1993年,中科院院士陈彪在南京开会路上突然失踪,临行前,他曾叮嘱妻子说:“外头很冷,你就别出门了。”可谁知,这一句话成了夫妻二人的临别遗言,因为从那刻起,陈彪便好似人间蒸发一样,没人再见到过他。这是怎么回事?

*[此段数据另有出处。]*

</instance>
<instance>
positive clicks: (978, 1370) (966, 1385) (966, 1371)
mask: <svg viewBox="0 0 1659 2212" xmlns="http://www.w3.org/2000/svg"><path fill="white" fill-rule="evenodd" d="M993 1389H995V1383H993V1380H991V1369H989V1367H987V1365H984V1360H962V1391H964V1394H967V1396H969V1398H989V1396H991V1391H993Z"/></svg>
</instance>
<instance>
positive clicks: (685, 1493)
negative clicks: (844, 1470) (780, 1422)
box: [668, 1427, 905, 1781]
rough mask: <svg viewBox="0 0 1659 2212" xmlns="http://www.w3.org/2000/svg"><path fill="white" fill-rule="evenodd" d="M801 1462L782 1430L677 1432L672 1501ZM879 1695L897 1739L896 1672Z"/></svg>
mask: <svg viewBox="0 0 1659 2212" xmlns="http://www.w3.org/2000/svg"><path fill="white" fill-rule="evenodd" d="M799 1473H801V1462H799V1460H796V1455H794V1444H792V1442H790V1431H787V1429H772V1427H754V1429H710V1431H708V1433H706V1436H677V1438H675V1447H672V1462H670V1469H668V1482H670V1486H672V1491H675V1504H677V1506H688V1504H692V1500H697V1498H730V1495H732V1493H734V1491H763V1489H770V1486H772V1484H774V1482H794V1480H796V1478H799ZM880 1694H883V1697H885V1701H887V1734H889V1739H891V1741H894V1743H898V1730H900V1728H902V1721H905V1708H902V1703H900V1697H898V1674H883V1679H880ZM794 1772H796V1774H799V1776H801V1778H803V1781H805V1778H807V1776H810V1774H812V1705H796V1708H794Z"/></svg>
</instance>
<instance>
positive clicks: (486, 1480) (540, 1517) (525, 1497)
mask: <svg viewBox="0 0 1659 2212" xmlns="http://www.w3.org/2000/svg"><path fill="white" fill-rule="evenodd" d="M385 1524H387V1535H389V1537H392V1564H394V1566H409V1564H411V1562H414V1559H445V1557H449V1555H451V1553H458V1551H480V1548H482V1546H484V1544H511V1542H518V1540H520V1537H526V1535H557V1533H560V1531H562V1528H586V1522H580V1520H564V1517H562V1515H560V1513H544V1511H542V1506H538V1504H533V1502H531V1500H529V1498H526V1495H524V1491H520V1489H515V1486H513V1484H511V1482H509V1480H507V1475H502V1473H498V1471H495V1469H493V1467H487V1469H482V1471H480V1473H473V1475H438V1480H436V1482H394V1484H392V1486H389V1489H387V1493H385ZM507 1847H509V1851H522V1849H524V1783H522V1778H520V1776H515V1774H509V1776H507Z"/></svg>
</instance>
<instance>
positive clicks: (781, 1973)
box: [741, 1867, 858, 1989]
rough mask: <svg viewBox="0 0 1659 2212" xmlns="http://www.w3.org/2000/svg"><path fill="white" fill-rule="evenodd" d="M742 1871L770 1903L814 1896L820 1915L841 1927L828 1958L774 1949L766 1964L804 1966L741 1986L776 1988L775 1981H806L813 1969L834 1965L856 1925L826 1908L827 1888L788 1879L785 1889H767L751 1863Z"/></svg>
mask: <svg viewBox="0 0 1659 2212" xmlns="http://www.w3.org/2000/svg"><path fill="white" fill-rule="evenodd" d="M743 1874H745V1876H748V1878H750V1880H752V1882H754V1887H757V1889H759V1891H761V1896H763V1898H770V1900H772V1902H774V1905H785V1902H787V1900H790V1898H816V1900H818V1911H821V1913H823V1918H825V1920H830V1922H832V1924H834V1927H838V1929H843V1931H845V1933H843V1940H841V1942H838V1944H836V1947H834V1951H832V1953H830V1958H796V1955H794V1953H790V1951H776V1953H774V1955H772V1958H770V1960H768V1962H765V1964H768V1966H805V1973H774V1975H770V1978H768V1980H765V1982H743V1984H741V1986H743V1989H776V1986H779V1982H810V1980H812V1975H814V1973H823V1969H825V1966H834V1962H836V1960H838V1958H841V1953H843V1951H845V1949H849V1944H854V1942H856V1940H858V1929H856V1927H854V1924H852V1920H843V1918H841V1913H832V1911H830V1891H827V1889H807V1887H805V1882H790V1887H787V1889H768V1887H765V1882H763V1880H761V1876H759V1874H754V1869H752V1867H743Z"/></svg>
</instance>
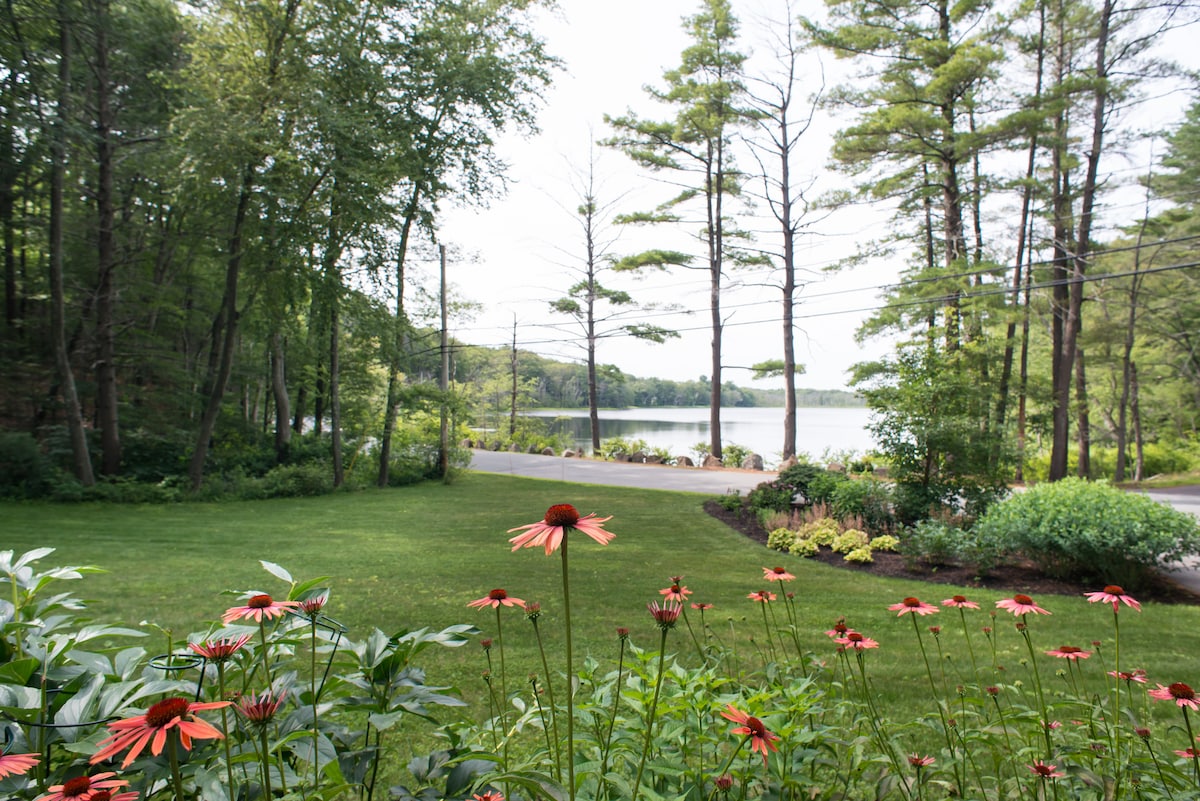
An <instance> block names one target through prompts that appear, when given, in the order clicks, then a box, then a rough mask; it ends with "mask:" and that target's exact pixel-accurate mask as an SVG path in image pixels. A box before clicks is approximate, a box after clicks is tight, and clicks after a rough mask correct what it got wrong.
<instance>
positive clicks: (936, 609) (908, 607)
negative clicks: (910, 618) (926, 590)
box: [888, 597, 937, 618]
mask: <svg viewBox="0 0 1200 801" xmlns="http://www.w3.org/2000/svg"><path fill="white" fill-rule="evenodd" d="M888 612H894V613H896V618H899V616H901V615H931V614H935V613H936V612H937V607H935V606H934V604H931V603H922V602H920V600H919V598H913V597H908V598H905V600H904V601H901V602H900V603H893V604H892V606H890V607H888Z"/></svg>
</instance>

陈彪院士那天出门比平时早了一刻钟,妻子后来回忆,他前一晚在书房待到后半夜,桌上摊着太阳黑子观测数据,眼镜还架在笔记本上。他总说搞科研就得“跟太阳赛跑”,每天骑车上班都要提前查天气预报,怕耽误观测时间。那天南京刮着北风,他把围巾又绕了两圈,还特意把自行车后座的帆布包紧了紧,里面装着要在会上发的论文初稿。
从他家到南京大学的路,他走了二十多年,闭着眼都能说出哪段路面有坑洼。有个修鞋摊的老师傅说,那天早上看见陈院士在路口停了车,蹲下来摸了摸自行车后轮,好像在检查什么。老师傅喊他“陈教授早”,他抬头笑了笑,说“车胎好像有点气不足,等会儿去修修”,然后骑上车慢慢走了。
后来警方调了附近工厂的值班记录,那天早上五点到七点,经过那段路的卡车有三辆,都是本地运输公司的。其中一辆拉钢材的卡车司机回忆,路过巷子口时,好像看见路边草堆里有个黑色的东西,当时以为是垃圾袋,没在意。现在想来,那颜色和陈院士常穿的中山装很像。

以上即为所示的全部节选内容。